Youngsters live happier with limits
If you think you’re doing your horse a favor (or your kid for that matter) allowing them to find themselves without negative reinforcement to help them understand appropriate social behavior or avoid danger, you’re not. People, like horses, are better adjusted and more joyful when guided on how to be a productive contributor in life. Even in wild herds you see this. Regardless, horses have been domesticated for millenniums. Most I’ve encountered seem to be hard-wired to seek out humans for work fulfillment.
Done right, horses appreciate the attention and engagement riding time brings. For most, finding a confident and responsive leader makes activities a lot more fun.
Keeping the horse in the conversation is critical.
That doesn’t mean you always have to agree or cave, just listen. Acknowledging the horse’s perspective and then saying no is a happy place for most equines, provided you let them express their views and, when appropriate, contribute to decisions on training activities. Some days this can mean a shorter session or none, others a longer one. Often a horse will suggest a different approach than you had planned, making the learning experience better for both of you.

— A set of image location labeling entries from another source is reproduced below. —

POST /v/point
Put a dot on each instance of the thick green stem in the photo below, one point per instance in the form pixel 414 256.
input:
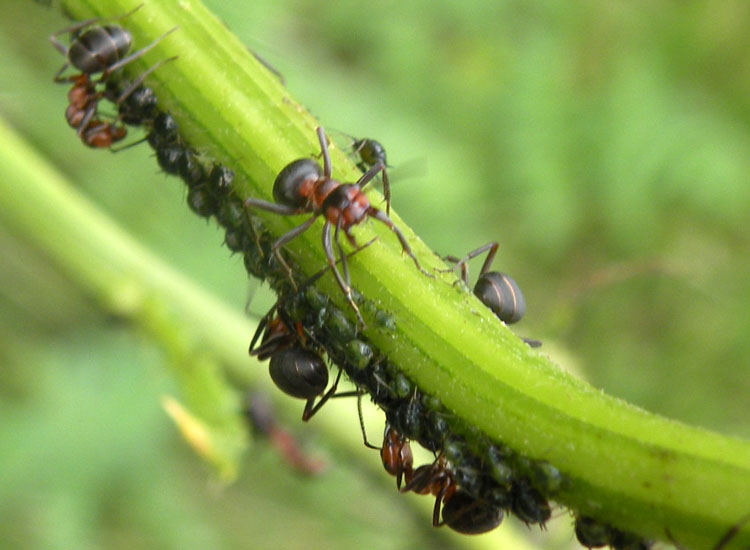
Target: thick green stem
pixel 639 471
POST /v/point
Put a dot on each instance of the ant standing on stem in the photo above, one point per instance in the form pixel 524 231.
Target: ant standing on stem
pixel 498 291
pixel 97 49
pixel 296 365
pixel 301 188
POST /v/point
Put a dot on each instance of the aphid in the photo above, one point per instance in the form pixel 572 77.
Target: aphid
pixel 436 479
pixel 469 515
pixel 528 504
pixel 301 188
pixel 498 291
pixel 259 412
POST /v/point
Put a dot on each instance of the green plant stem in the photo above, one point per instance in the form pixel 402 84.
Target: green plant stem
pixel 634 469
pixel 189 324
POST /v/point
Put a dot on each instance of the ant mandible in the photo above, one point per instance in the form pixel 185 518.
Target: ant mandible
pixel 301 188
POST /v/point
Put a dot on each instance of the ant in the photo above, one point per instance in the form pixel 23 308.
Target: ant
pixel 296 370
pixel 82 114
pixel 301 188
pixel 498 291
pixel 461 511
pixel 470 516
pixel 395 454
pixel 98 49
pixel 372 152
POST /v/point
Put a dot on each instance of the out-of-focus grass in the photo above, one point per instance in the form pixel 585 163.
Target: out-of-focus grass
pixel 604 146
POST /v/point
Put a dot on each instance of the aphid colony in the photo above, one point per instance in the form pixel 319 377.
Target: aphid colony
pixel 475 481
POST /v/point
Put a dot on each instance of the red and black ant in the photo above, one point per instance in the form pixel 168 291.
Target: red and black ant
pixel 436 479
pixel 396 455
pixel 301 188
pixel 98 49
pixel 296 365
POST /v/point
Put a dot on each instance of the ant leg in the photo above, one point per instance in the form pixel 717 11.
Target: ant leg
pixel 138 81
pixel 320 273
pixel 309 411
pixel 342 255
pixel 362 424
pixel 380 216
pixel 387 192
pixel 135 55
pixel 281 241
pixel 280 209
pixel 328 249
pixel 324 151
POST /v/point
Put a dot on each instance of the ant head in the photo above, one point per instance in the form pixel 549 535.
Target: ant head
pixel 288 187
pixel 370 151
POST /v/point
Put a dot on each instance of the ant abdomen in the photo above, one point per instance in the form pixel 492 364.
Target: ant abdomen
pixel 99 48
pixel 286 188
pixel 502 295
pixel 298 372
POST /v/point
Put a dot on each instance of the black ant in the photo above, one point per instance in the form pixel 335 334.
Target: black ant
pixel 301 187
pixel 496 290
pixel 99 49
pixel 296 366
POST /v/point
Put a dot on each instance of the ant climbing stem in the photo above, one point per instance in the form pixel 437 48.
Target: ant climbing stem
pixel 498 291
pixel 301 187
pixel 296 365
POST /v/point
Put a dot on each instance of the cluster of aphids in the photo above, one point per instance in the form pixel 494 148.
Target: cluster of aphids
pixel 474 481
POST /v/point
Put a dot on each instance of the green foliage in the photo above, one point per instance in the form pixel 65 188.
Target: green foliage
pixel 604 147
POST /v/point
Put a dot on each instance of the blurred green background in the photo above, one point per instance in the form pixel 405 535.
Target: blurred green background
pixel 605 145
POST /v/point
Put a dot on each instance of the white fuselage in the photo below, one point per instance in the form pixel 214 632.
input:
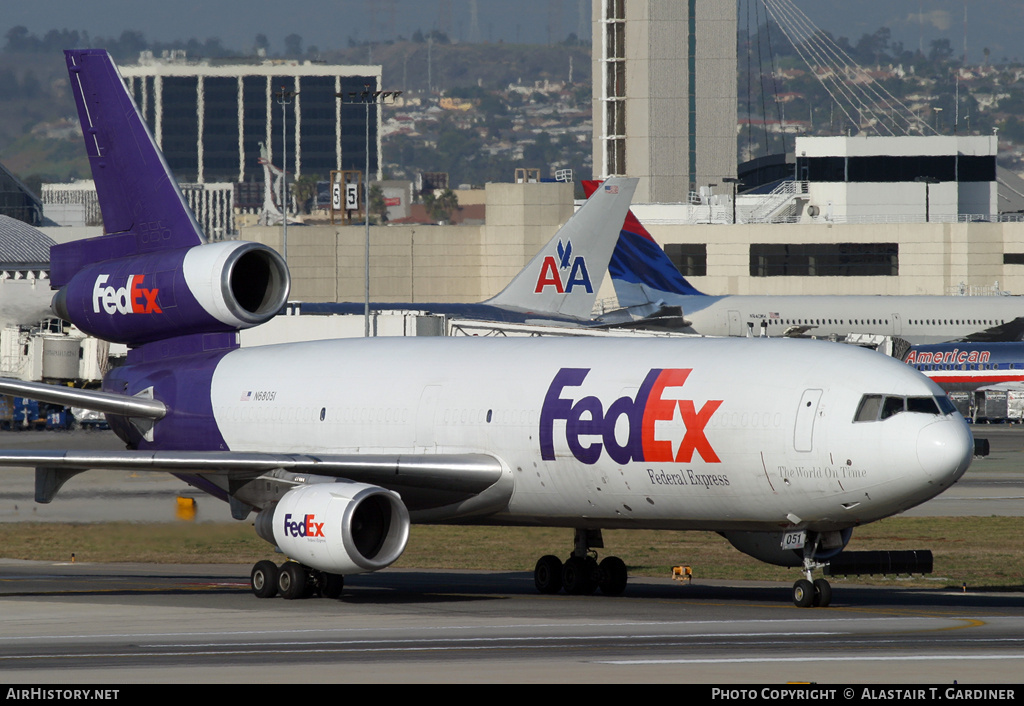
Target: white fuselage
pixel 916 319
pixel 754 434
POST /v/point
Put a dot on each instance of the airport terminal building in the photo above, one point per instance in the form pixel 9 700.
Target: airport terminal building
pixel 210 120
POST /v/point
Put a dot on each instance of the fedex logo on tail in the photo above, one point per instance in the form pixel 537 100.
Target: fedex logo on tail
pixel 132 298
pixel 590 427
pixel 552 270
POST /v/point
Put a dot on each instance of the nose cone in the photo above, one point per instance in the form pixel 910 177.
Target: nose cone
pixel 945 449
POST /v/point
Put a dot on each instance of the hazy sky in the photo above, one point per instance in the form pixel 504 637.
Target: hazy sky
pixel 323 23
pixel 330 24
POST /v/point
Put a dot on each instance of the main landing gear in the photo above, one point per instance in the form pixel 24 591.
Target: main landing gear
pixel 292 580
pixel 581 574
pixel 807 592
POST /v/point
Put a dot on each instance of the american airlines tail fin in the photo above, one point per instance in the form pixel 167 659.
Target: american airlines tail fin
pixel 640 271
pixel 565 276
pixel 153 277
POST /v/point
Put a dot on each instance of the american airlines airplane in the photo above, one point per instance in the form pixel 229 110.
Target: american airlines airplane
pixel 958 367
pixel 650 287
pixel 338 446
pixel 557 287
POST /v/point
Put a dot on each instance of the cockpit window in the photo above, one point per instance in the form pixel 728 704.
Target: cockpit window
pixel 892 406
pixel 945 405
pixel 876 407
pixel 868 410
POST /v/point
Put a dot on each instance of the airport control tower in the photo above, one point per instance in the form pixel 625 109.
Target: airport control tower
pixel 662 109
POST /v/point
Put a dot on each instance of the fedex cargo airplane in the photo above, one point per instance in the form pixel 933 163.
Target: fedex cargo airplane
pixel 338 446
pixel 650 287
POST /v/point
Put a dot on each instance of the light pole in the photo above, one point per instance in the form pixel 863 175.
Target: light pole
pixel 284 96
pixel 735 182
pixel 368 98
pixel 711 193
pixel 928 181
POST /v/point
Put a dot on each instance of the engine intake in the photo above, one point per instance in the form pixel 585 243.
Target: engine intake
pixel 340 528
pixel 210 288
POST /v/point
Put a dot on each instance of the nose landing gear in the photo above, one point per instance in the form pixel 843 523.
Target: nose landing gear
pixel 808 592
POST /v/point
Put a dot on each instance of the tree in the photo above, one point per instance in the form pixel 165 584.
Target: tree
pixel 378 205
pixel 439 208
pixel 304 190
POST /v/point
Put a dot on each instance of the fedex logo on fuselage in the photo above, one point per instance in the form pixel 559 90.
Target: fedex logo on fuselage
pixel 551 272
pixel 303 528
pixel 590 428
pixel 132 298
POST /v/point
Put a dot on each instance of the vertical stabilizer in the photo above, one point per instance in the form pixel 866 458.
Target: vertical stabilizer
pixel 640 271
pixel 565 276
pixel 142 207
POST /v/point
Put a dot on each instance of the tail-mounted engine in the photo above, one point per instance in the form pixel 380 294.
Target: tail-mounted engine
pixel 210 288
pixel 339 528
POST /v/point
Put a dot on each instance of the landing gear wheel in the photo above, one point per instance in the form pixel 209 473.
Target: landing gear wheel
pixel 822 592
pixel 548 574
pixel 578 575
pixel 293 581
pixel 263 579
pixel 803 593
pixel 613 576
pixel 332 585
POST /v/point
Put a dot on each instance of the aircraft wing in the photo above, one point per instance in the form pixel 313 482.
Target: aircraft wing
pixel 1010 332
pixel 443 476
pixel 460 472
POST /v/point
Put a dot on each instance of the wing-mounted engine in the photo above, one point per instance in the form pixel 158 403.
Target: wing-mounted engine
pixel 340 528
pixel 209 288
pixel 767 546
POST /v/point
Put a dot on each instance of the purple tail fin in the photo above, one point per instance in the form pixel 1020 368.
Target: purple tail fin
pixel 153 277
pixel 142 207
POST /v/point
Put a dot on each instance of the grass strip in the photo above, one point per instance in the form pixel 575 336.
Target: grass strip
pixel 978 551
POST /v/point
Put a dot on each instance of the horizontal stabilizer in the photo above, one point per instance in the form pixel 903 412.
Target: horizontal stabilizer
pixel 1010 332
pixel 108 403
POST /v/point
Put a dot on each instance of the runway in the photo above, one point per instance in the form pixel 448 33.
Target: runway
pixel 128 624
pixel 81 623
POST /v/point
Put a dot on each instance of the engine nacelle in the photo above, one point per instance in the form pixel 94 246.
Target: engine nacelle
pixel 767 546
pixel 340 528
pixel 210 288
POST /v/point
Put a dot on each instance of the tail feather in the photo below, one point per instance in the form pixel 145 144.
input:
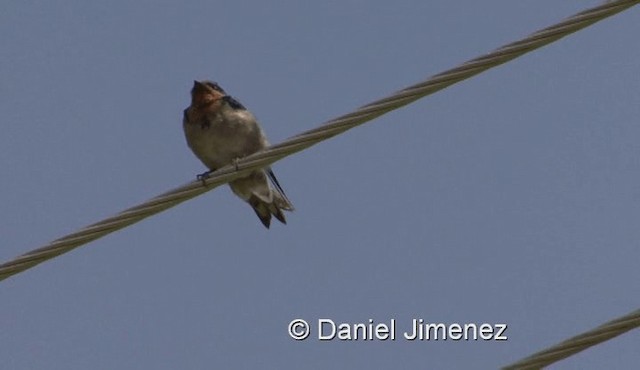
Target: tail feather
pixel 266 200
pixel 285 202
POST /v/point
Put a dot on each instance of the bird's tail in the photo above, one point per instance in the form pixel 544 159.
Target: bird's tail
pixel 265 200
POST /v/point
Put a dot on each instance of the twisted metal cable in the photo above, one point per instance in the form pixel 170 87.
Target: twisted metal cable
pixel 314 136
pixel 578 343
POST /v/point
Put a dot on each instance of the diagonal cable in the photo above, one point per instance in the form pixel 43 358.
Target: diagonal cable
pixel 314 136
pixel 578 343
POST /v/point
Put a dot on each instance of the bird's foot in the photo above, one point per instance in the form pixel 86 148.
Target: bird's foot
pixel 203 177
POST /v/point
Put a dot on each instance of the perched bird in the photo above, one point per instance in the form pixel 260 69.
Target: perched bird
pixel 219 131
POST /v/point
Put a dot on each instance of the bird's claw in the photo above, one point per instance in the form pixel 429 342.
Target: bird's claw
pixel 203 177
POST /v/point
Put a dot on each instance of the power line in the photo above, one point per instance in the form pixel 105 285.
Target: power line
pixel 314 136
pixel 578 343
pixel 335 127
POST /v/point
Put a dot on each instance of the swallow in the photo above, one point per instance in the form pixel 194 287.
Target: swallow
pixel 220 130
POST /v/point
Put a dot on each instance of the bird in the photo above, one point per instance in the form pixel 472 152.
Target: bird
pixel 220 130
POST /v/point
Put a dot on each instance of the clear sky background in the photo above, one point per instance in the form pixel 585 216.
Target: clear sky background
pixel 513 197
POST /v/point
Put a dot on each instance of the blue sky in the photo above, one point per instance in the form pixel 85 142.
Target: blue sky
pixel 510 198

Why not let your horse help decide what you do in a session if it keeps you both happy and moving forward? He’ll be quicker to accommodate you when requests are less negotiable.
Negative reinforcement isn’t a bad thing
Honestly I don’t get this mindset that discouraging bad behavior is wrong. Most creatures appreciate direction that helps them better cope with the world we live in. In fact, a majority out guidance and approval from those they respect (something you can’t teach, but instead, need to earn) to help keep them safe, happy and fulfilled. Setting limits isn’t evil. In fact, done right, it’s a kind way to show you care. If you never intercede to guide one away from danger, why should they trust you (or themselves) to make right decisions when faced with new challenges?
Negative reinforcement doesn’t mean violence. It’s simply a matter of making it less comfortable to act out in ways being discouraged and more pleasant to proceed in the requested direction.
Horses are being discarded these days in growing numbers. It’s sad. Many novices take on a project they’re ill-equipped to handle. Most are good-hearted and well-intentioned, but lack the ability to understand how their actions are shaping horse behavior. You can literally kill a horse with kindness when only positive reinforcement (applied to both good and bad behavior) creates an equine that’s dangerous to themselves and others. These horses are being turned loose, dumped in auctions and left to starve. The horse is blamed and labeled a problem by merely doing what he’s been taught.
Horses and humans can live happier lives with clear boundaries. Sometimes a little bit of conflict is a good thing. It’s how we learn.